While I do see some murmurs here and there about the ability to share weights between modules, it seems pretty frown upon.
I believe the better idea would be to use trainable parameters and make a functional call to conv2d using those trainable parameters.
Something like this would probably work for you:
import torch
import torch.nn as nn
import torch.nn.functional as F
class Conv(nn.Module):
def __init__(self, in_channels, out_channels, kernel_size):
super().__init__()
# Register parameters that are trainable
self.weight = nn.Parameter(torch.randn(out_channels, in_channels, kernel_size, kernel_size))
self.bias = nn.Parameter(torch.randn(out_channels))
def forward(self, x, stride, padding, dilation):
# Do a functional call so we can use the same weights but different arguments
return F.conv2d(
x, self.weight, bias=self.bias, stride=stride,
padding=padding, dilation=dilation
)
# Example creation of module
conv = Conv(2, 16, 5)
# Example input
x = torch.randn((8, 2, 16, 16))
# Example usage with different dilation values
y1 = conv(x, 1, 2, 1)
y2 = conv(x, 1, 2, 2)
y3 = conv(x, 1, 2, 3)
print(y1.shape, y2.shape, y3.shape)
You probably want to consider initializing the weights differently however.
Hey!
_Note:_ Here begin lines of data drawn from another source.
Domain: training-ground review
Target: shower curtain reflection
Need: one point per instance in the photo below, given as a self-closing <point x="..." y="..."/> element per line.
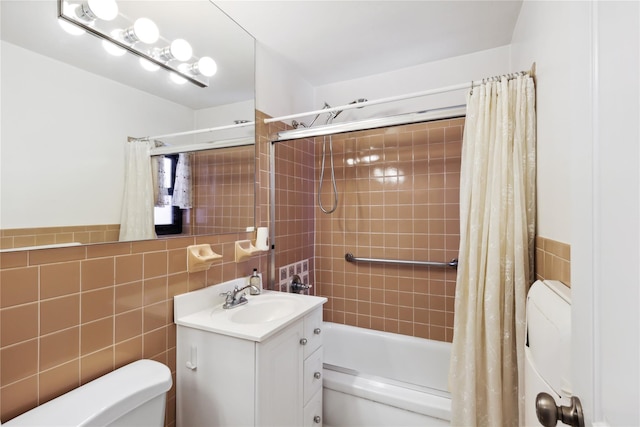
<point x="138" y="199"/>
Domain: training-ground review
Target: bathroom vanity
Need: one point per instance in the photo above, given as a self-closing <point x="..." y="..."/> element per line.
<point x="259" y="364"/>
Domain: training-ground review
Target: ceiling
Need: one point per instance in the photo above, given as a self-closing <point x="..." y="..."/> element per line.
<point x="33" y="24"/>
<point x="329" y="40"/>
<point x="324" y="41"/>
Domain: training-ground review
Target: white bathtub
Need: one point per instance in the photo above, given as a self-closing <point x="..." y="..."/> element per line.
<point x="380" y="379"/>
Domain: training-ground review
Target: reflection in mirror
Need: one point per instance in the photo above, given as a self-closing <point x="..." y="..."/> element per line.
<point x="68" y="108"/>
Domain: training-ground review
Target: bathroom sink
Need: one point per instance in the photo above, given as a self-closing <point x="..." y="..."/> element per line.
<point x="263" y="310"/>
<point x="262" y="316"/>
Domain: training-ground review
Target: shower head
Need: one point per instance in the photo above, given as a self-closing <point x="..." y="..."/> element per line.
<point x="357" y="101"/>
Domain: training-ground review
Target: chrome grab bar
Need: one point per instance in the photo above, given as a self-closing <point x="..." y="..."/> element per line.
<point x="453" y="263"/>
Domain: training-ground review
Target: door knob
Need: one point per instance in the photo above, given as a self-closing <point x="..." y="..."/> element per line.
<point x="549" y="414"/>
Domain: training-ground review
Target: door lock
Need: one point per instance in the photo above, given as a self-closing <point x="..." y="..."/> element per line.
<point x="549" y="414"/>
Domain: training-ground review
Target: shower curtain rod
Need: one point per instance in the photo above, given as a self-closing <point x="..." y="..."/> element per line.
<point x="202" y="146"/>
<point x="193" y="132"/>
<point x="445" y="89"/>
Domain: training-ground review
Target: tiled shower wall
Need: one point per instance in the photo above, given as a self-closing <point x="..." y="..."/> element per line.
<point x="223" y="190"/>
<point x="295" y="204"/>
<point x="398" y="189"/>
<point x="398" y="199"/>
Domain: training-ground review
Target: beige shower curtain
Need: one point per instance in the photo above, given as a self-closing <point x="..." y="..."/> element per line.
<point x="136" y="219"/>
<point x="497" y="228"/>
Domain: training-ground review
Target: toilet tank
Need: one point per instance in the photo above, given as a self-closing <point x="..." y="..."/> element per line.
<point x="134" y="395"/>
<point x="548" y="346"/>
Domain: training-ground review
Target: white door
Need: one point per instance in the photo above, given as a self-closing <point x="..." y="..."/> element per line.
<point x="605" y="238"/>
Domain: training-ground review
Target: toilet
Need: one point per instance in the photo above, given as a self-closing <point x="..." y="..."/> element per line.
<point x="547" y="347"/>
<point x="134" y="395"/>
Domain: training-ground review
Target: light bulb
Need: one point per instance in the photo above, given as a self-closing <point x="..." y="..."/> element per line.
<point x="148" y="65"/>
<point x="181" y="50"/>
<point x="144" y="30"/>
<point x="205" y="66"/>
<point x="112" y="48"/>
<point x="177" y="79"/>
<point x="106" y="10"/>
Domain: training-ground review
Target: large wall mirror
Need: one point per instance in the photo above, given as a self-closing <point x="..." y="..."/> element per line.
<point x="68" y="109"/>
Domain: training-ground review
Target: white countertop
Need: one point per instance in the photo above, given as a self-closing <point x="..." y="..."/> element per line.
<point x="202" y="309"/>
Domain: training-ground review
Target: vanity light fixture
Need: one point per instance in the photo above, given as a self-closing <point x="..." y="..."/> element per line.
<point x="177" y="79"/>
<point x="91" y="10"/>
<point x="143" y="30"/>
<point x="148" y="65"/>
<point x="205" y="66"/>
<point x="70" y="10"/>
<point x="179" y="49"/>
<point x="138" y="38"/>
<point x="112" y="48"/>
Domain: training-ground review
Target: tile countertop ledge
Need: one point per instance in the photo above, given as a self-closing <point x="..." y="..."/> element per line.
<point x="202" y="309"/>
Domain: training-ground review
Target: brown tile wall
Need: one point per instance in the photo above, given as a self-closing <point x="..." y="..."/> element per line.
<point x="69" y="315"/>
<point x="25" y="237"/>
<point x="295" y="203"/>
<point x="223" y="190"/>
<point x="398" y="191"/>
<point x="553" y="260"/>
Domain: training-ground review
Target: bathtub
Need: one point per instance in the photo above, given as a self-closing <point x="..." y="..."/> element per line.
<point x="380" y="379"/>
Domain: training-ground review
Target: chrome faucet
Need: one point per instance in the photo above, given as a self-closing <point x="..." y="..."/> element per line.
<point x="232" y="300"/>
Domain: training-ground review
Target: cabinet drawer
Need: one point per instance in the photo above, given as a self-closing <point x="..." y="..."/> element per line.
<point x="313" y="411"/>
<point x="312" y="375"/>
<point x="313" y="331"/>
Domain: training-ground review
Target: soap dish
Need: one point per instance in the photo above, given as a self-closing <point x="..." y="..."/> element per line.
<point x="245" y="250"/>
<point x="200" y="257"/>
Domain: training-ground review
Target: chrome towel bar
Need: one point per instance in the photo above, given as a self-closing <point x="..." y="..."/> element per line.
<point x="453" y="263"/>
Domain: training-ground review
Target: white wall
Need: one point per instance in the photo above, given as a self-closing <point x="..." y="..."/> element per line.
<point x="432" y="75"/>
<point x="63" y="137"/>
<point x="588" y="185"/>
<point x="616" y="210"/>
<point x="279" y="89"/>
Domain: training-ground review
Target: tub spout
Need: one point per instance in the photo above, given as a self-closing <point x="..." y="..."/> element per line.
<point x="297" y="286"/>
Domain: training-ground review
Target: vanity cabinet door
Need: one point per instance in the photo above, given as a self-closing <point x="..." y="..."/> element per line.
<point x="279" y="383"/>
<point x="313" y="331"/>
<point x="313" y="411"/>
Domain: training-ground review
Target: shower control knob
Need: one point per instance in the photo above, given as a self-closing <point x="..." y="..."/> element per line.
<point x="549" y="414"/>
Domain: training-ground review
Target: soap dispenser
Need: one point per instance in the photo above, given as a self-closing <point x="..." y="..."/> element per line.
<point x="255" y="282"/>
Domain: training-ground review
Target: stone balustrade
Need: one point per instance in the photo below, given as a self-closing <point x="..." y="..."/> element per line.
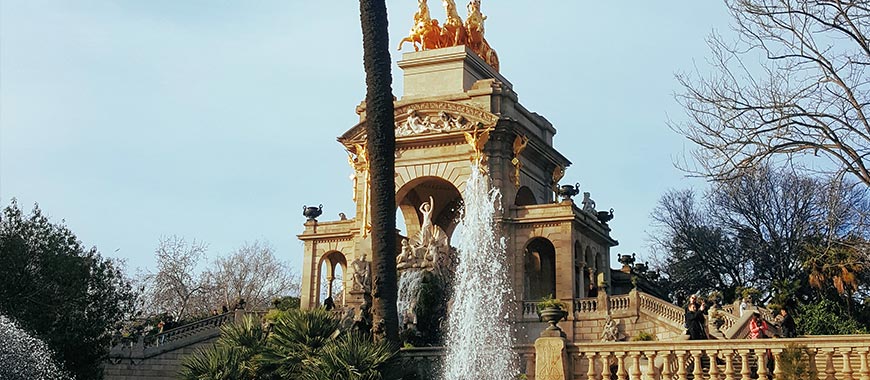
<point x="831" y="357"/>
<point x="618" y="303"/>
<point x="585" y="305"/>
<point x="181" y="332"/>
<point x="665" y="310"/>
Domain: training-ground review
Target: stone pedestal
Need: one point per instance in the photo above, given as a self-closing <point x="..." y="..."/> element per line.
<point x="551" y="359"/>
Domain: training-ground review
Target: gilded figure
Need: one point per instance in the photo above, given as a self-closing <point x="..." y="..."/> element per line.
<point x="477" y="138"/>
<point x="520" y="143"/>
<point x="453" y="31"/>
<point x="474" y="32"/>
<point x="425" y="31"/>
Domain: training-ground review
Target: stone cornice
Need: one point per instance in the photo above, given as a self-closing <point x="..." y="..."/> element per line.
<point x="430" y="109"/>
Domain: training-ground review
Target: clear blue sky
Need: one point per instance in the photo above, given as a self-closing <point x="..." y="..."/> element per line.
<point x="216" y="120"/>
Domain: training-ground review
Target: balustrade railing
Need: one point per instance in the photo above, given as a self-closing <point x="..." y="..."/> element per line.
<point x="830" y="357"/>
<point x="667" y="310"/>
<point x="620" y="302"/>
<point x="187" y="330"/>
<point x="585" y="305"/>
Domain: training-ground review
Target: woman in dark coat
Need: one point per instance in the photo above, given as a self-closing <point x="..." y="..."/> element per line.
<point x="695" y="322"/>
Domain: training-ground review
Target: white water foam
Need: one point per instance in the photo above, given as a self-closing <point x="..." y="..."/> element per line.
<point x="409" y="291"/>
<point x="23" y="356"/>
<point x="479" y="339"/>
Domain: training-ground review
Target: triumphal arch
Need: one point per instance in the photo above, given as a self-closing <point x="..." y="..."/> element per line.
<point x="555" y="245"/>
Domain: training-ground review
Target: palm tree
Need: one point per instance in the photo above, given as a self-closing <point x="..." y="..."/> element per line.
<point x="380" y="129"/>
<point x="354" y="357"/>
<point x="233" y="356"/>
<point x="295" y="340"/>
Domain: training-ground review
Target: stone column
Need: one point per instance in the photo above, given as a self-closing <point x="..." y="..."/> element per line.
<point x="551" y="356"/>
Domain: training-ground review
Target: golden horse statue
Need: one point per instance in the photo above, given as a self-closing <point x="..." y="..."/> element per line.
<point x="425" y="31"/>
<point x="453" y="31"/>
<point x="474" y="31"/>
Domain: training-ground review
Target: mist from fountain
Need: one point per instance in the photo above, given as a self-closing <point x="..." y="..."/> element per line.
<point x="23" y="356"/>
<point x="479" y="339"/>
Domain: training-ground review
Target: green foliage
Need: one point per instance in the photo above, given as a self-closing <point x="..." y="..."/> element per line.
<point x="643" y="336"/>
<point x="353" y="357"/>
<point x="286" y="303"/>
<point x="794" y="363"/>
<point x="233" y="356"/>
<point x="214" y="363"/>
<point x="431" y="309"/>
<point x="296" y="337"/>
<point x="826" y="317"/>
<point x="549" y="302"/>
<point x="301" y="344"/>
<point x="70" y="296"/>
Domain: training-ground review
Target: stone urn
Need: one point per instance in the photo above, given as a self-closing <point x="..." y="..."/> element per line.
<point x="605" y="216"/>
<point x="312" y="212"/>
<point x="568" y="191"/>
<point x="552" y="315"/>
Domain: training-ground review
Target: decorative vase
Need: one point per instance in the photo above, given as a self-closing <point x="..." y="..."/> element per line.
<point x="312" y="212"/>
<point x="553" y="315"/>
<point x="568" y="191"/>
<point x="605" y="216"/>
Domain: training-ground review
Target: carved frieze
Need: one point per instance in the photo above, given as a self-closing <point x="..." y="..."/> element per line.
<point x="430" y="117"/>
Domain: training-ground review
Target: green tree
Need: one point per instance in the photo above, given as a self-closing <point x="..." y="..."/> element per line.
<point x="69" y="295"/>
<point x="381" y="145"/>
<point x="769" y="229"/>
<point x="234" y="356"/>
<point x="298" y="336"/>
<point x="826" y="317"/>
<point x="354" y="357"/>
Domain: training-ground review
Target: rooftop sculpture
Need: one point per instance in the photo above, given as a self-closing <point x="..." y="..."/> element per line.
<point x="427" y="34"/>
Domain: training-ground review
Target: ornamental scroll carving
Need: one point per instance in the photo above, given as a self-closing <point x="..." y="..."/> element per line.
<point x="415" y="124"/>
Thanks for the answer! It does make sense! Thank you very much! But I was wondering how the gradients are computed. Is it like a normal convolutional layer?
Yes, it should be as if it was a typical normal convolution layer. In fact, if you peek at the source code, you’ll notice that the pytorch convolution modules end up just calling their functional counterpart.